FX’s upcoming The People v. O.J. Simpson: American Crime Story — not to be confused with ABC’s American Crime, also an anthology — is already looking to its future. The Ryan Murphy series will start its inaugural run by focusing on the O.J. Simpson trial, but Murphy and the show’s other producers (Nina Jacobson and Brad Simpson) have apparently settled on plans for the second season (which seems typical of Murphy’s early mega-enthusiasm for his projects).
Even though The People v. O.J. Simpson’s popularity hasn’t been proven yet, let’s be real — Americans really love true crime stories. We have an entire network devoted to it (Investigation Discovery), as well as the pervasive popularity of NBC’s Dateline, the cultural juggernauts of NPR’s Serial podcast last year (focusing on the little-known case of Adnan Syed), HBO’s documentary series The Jinx, and Netflix’s recent documentary Making a Murderer, all of which seem to indicate we’re reaching Peak True Crime TV. (The idea is also fairly disconcerting).
According to THR, Jacobson says the hope for their series is to cut through the noise:
There is plenty of true crime stuff available on TV, but [this is about] the degree to which certain pieces come to stand for much more.
Murphy revealed that Hurricane Katrina and its aftermath will serve as the focus of Season 2 (which has not been officially ordered yet), and would follow six to eight characters in order to examine all sides of the tragedy.
So … Treme.
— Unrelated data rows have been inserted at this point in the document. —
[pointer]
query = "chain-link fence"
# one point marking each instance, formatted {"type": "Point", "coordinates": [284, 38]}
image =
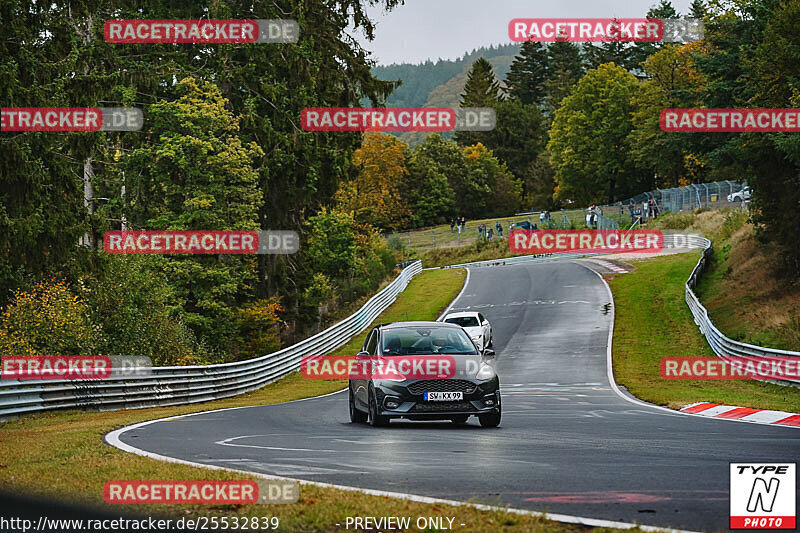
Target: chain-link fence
{"type": "Point", "coordinates": [623, 214]}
Except not David Simon, so … American Crime. If you aren’t familiar with the latter, the ABC series spends a season looking at a (fictional) case through the lens of multiple characters, trying to pin down a truth that may never be found (or at least agreed upon), and essentially destroying everyone in the process. I didn’t love it, though at the time I praised its ambitions. Still, its execution was a slog. (I did love Treme, which wasn’t perfect, but was a fascinating journey).
Murphy went on to say that,
I want this show to be a socially conscious, socially aware examination of different types of crime around the world,” he said. “And in my opinion, Katrina was a f—ing crime — a crime against a lot of people who didn’t have a strong voice and we’re going to treat it as a crime. That’s what this show is all about.
The producers did note, however, that “O.J. is a hard act to follow.”
The People v. O.J. Simpson, starring Cuba Gooding, Jr., John Travolta, Courtney B. Vance, David Schwimmer, and Sarah Paulson, premieres Tuesday, February 2nd on FX.